The violent conflict since 1948 between the Jews in Israel and the Palestinians is a shame for both the Jews in Israel as well as for their semitic brothers, the Palestinians. Both parties should strive for shalom=salam (peace). The recent escalations of the conflict in the Gaza strip is a most regrettable cause of much misery for the affected population. An analogous statement should be made about the conflict in Lebanon.

The United Nations, its Security Council and the highest authorities in the political and religious world should make an unprecedented effort to avoid further escalation of both these conflicts. A possibility would be the creation of a UN organisation for peace in Israel–Palestine. We advocate that those Pugwashites who are most competent in these matters participate in this effort. We think also that the top figures of the Christian, Jewish and Muslim religions should participate in this effort as well as Nobel Peace prize winners. The aim should be a two-state solution: Israel and a state for the Palestinians, with democratic parliaments, full memberships of the UN, and well-defined frontiers. The only exception might be Jerusalem; this city (with part of its surroundings) might become an international Peace region not belonging to either state. The war between Israel and Lebanon should be stopped and peace should be negotiated with help from the UN.
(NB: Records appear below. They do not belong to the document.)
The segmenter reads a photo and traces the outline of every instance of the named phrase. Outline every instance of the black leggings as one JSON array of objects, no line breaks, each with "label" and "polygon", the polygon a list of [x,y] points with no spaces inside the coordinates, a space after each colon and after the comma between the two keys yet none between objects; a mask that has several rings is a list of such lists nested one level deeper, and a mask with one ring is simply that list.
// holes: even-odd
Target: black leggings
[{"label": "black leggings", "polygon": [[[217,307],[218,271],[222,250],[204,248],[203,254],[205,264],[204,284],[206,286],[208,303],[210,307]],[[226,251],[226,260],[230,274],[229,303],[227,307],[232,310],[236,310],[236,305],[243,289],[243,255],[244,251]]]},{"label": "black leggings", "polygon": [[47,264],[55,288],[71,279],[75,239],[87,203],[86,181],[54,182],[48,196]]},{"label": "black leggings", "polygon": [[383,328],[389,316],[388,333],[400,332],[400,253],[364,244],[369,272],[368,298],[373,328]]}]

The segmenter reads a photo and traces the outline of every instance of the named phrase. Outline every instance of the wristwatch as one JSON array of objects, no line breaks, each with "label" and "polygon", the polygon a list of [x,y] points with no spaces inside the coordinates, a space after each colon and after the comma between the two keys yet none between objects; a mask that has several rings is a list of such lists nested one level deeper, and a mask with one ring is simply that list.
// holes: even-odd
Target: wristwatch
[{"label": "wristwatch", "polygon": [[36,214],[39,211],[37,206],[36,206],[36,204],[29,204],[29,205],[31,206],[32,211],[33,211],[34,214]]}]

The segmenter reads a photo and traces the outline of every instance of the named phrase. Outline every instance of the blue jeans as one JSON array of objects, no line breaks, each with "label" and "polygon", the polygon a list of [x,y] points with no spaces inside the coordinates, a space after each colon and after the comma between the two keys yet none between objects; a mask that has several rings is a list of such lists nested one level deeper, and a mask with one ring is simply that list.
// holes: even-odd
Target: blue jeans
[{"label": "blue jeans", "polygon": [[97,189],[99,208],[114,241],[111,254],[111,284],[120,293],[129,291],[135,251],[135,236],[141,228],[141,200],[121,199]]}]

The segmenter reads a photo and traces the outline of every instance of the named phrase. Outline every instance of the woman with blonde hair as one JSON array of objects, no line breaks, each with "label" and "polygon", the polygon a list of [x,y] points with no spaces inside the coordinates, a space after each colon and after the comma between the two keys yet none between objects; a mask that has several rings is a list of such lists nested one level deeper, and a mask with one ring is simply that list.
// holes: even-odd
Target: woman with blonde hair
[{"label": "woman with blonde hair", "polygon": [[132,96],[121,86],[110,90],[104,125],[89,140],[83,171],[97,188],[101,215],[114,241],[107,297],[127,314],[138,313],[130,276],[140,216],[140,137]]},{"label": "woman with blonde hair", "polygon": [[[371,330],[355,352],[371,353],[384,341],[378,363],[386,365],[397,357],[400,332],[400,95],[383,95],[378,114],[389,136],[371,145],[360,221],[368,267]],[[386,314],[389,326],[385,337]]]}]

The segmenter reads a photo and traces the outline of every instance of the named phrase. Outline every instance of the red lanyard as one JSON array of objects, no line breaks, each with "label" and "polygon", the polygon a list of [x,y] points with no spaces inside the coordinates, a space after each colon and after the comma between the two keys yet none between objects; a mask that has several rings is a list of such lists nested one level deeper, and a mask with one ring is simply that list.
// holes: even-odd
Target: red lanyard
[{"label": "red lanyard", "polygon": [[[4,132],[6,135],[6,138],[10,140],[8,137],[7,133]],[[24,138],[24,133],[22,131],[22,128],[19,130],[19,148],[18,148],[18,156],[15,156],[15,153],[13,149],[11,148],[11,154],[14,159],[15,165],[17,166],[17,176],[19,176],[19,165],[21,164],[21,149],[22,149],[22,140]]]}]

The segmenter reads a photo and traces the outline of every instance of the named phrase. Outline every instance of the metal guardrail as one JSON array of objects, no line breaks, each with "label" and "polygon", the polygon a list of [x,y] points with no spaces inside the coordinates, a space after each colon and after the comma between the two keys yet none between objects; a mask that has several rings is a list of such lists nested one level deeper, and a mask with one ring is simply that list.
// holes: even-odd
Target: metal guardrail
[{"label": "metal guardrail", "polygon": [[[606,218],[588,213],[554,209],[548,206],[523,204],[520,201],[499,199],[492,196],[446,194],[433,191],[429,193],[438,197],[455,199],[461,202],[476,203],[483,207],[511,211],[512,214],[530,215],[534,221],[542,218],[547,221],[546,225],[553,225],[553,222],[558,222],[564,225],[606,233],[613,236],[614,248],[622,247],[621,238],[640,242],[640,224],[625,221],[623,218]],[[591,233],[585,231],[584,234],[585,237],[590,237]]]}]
In order to reach this goal and have permanent peace in the Middle East one should accomplish the enormously difficult process of reconciliation between Jews, Palestinians and Lebanese. This might be started by the proposed Pugwash–UN efforts. Possibilities to promote this process could consist, e.g., in mixed (Jewish–Palestinian) organisations to further this crucial goal. One might think of town-relationships between Jewish and Palestinian towns, etc. Most important would be mixed organisations for the problems of water and energy (oil, solar energy, etc.) in the Middle East.

Notes 

[1] Seymour M. Hersch, The Samson Option: Israel’s Nuclear Arsenal and American Foreign Policy, Random House, New York, 1991.
[2] Avner Cohen, Israel and the Bomb, Columbia University Press, New York, 1998.
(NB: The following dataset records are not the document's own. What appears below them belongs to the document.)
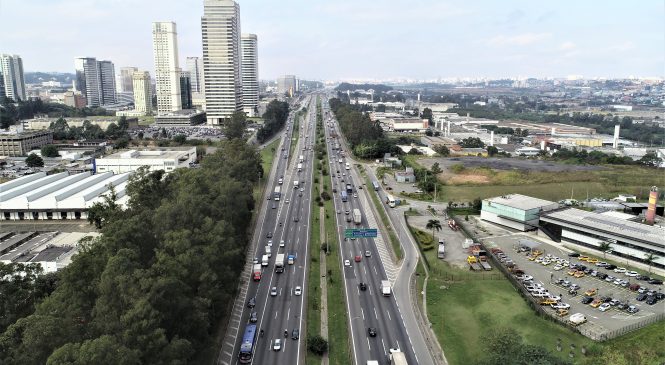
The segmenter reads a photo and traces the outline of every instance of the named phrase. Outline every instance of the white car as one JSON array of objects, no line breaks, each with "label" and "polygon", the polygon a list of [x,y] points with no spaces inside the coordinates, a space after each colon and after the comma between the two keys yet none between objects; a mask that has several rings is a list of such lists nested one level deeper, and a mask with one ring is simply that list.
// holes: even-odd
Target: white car
[{"label": "white car", "polygon": [[556,270],[556,271],[559,271],[561,269],[563,269],[563,266],[561,266],[561,265],[554,266],[554,270]]},{"label": "white car", "polygon": [[354,197],[354,198],[357,198],[357,197],[358,197],[358,194],[353,193],[353,197]]},{"label": "white car", "polygon": [[536,298],[546,298],[550,296],[550,293],[546,291],[537,291],[535,293],[531,293],[531,295],[533,295]]},{"label": "white car", "polygon": [[296,286],[296,289],[293,291],[293,294],[301,295],[302,294],[302,288],[300,286]]},{"label": "white car", "polygon": [[272,247],[272,240],[268,240],[268,246]]},{"label": "white car", "polygon": [[278,338],[275,340],[275,342],[272,343],[272,349],[273,351],[281,351],[282,350],[282,339]]},{"label": "white car", "polygon": [[271,297],[276,297],[277,296],[277,287],[276,286],[273,286],[272,288],[270,288],[270,296]]},{"label": "white car", "polygon": [[626,268],[625,267],[617,267],[616,269],[614,269],[614,272],[619,273],[619,274],[623,274],[623,273],[626,272]]},{"label": "white car", "polygon": [[550,304],[550,307],[552,307],[553,309],[569,309],[570,304],[568,303]]},{"label": "white car", "polygon": [[351,267],[351,260],[344,260],[344,266]]},{"label": "white car", "polygon": [[289,199],[286,199],[284,203],[289,204]]},{"label": "white car", "polygon": [[300,188],[300,192],[302,193],[303,191],[305,191],[305,188]]},{"label": "white car", "polygon": [[550,296],[547,297],[547,299],[552,299],[553,301],[558,302],[561,300],[561,297],[558,295],[550,294]]},{"label": "white car", "polygon": [[279,241],[279,247],[284,247],[285,244],[284,240]]},{"label": "white car", "polygon": [[529,281],[529,280],[533,280],[533,276],[524,274],[524,275],[518,276],[517,279],[522,280],[522,281]]},{"label": "white car", "polygon": [[610,308],[612,308],[612,305],[610,305],[610,303],[603,303],[603,304],[600,305],[600,307],[598,307],[598,310],[601,311],[601,312],[605,312],[606,310],[608,310]]},{"label": "white car", "polygon": [[626,276],[630,276],[631,278],[634,278],[639,275],[637,271],[626,271]]}]

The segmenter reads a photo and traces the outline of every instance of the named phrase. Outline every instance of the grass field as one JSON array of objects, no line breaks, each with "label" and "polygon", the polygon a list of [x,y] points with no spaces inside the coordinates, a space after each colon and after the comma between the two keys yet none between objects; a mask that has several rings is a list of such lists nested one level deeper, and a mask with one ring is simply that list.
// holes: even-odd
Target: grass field
[{"label": "grass field", "polygon": [[[420,231],[417,240],[427,244],[431,235]],[[480,335],[492,327],[511,327],[528,344],[567,358],[574,343],[576,364],[648,364],[665,361],[665,326],[656,323],[606,343],[594,343],[555,322],[537,316],[516,289],[499,272],[491,276],[451,267],[436,258],[436,250],[424,251],[430,265],[427,310],[432,329],[451,365],[478,360]],[[557,339],[564,351],[556,351]],[[581,354],[586,346],[589,353]]]},{"label": "grass field", "polygon": [[[276,139],[271,144],[267,145],[266,148],[259,151],[261,155],[261,166],[263,166],[263,175],[268,176],[270,170],[272,169],[272,164],[275,161],[275,151],[277,146],[279,146],[279,139]],[[261,199],[261,194],[263,194],[263,189],[265,188],[266,181],[261,179],[260,184],[254,185],[254,200],[258,201]]]},{"label": "grass field", "polygon": [[301,115],[300,112],[298,112],[293,121],[293,137],[291,138],[291,147],[289,147],[289,160],[293,158],[293,151],[296,149],[296,146],[298,145],[298,139],[300,138],[300,118]]}]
[3] Cf. the work on ‘Nuclear Free Zones in Europe’ carried out in Pugwash from 1960 onwards under the guidance of K.D. Lapter (Poland) and H.A. Tolhoek (Netherlands), the results of which were presented at Annual Pugwash Conferences in the mid-1960s.
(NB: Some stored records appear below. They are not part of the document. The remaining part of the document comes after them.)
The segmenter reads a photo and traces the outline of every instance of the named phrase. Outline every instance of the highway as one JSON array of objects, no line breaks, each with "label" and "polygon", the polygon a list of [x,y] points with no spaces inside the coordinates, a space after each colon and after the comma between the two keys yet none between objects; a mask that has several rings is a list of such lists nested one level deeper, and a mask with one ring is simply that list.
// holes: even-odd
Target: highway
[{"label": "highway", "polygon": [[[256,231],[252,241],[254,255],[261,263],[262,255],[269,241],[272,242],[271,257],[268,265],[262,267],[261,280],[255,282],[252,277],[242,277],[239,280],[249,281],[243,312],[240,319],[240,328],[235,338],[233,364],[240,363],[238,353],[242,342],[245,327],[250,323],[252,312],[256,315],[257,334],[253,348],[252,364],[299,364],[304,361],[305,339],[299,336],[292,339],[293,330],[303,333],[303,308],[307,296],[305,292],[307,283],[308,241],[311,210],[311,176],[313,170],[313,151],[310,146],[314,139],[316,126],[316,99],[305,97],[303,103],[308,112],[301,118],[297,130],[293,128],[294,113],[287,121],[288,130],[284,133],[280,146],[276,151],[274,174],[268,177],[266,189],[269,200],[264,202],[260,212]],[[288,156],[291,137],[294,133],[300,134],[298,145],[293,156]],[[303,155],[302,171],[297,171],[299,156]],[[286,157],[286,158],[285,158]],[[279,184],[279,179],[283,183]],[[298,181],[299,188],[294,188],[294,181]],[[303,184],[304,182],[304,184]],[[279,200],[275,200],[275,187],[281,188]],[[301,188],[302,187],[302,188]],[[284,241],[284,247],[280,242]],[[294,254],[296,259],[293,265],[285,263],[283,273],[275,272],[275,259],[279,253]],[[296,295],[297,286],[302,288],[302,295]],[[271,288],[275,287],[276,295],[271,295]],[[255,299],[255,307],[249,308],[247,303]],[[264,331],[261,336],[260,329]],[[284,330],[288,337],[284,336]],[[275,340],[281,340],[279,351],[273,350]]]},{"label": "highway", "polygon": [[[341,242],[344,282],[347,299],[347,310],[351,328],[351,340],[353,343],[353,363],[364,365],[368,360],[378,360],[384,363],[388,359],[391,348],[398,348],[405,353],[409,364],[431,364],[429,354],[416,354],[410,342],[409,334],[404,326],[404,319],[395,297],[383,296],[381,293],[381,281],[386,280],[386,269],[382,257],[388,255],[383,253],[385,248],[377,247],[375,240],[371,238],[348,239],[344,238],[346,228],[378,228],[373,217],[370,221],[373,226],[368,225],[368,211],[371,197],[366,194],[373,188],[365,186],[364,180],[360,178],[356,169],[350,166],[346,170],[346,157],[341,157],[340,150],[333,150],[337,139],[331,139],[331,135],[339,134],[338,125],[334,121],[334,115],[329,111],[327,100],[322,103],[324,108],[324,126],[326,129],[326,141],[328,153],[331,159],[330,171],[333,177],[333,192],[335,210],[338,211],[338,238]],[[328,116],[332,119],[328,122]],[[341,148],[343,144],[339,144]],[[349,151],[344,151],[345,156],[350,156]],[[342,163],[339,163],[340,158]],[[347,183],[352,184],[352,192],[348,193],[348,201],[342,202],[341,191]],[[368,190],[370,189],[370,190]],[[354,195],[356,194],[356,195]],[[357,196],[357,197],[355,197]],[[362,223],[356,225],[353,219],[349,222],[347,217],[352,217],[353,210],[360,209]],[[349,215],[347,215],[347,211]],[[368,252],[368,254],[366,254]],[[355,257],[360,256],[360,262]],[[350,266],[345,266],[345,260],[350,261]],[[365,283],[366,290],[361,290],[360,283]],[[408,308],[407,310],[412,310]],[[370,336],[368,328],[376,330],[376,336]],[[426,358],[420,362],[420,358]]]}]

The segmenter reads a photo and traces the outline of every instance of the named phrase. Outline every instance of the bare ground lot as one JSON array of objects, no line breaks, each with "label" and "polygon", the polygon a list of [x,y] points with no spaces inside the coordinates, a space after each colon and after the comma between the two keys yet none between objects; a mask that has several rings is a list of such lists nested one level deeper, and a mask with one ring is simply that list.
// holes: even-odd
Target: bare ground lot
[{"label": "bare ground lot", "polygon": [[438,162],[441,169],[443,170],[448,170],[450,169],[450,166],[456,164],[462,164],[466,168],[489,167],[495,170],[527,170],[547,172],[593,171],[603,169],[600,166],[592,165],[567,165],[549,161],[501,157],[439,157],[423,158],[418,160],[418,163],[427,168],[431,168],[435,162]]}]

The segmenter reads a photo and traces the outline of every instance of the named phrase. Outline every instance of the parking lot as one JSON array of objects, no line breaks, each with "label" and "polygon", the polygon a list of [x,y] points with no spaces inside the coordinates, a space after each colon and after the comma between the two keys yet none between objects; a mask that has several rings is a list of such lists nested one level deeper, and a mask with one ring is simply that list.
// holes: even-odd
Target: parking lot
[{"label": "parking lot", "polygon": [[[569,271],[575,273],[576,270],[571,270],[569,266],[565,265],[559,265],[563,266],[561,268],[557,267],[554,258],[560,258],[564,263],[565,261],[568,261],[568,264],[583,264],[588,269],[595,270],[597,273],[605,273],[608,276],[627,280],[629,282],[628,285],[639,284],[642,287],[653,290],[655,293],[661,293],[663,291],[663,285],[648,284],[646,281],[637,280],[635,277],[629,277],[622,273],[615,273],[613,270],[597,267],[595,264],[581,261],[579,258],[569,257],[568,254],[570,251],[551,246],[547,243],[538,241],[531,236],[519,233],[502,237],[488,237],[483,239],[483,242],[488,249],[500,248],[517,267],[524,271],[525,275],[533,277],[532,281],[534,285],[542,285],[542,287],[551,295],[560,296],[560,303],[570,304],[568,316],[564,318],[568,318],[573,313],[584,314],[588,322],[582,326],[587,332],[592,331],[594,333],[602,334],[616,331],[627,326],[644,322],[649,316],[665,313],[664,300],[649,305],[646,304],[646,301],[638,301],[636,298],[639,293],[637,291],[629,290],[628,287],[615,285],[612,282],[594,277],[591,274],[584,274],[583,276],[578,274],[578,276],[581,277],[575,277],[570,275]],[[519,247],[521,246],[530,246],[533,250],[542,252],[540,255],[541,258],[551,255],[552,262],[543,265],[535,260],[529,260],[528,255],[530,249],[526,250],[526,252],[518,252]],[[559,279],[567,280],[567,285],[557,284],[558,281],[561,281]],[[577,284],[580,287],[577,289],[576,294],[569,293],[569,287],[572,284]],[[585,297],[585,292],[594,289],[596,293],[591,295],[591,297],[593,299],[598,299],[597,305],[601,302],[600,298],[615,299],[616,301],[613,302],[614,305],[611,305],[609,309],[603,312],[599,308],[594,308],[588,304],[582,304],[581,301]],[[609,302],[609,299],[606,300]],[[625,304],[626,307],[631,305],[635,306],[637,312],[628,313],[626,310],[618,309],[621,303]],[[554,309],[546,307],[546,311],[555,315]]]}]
[4] A more fully developed report on Pugwash and the Middle East has been prepared by Hans Tolhoek: Pugwash en het Midden-Oosten (in Dutch – translation: Pugwash and the Middle East), Groningen, Netherlands, January 2006 (available on request from the author). An English translation of this thorough paper (23 pages) will hopefully appear rather soon (end of 2006).
[5] Avner Cohen and Thomas Graham, Jr., An NPT for non-members, Bulletin of the Atomic Scientists 60 (3) (May/June 2004) 40–44.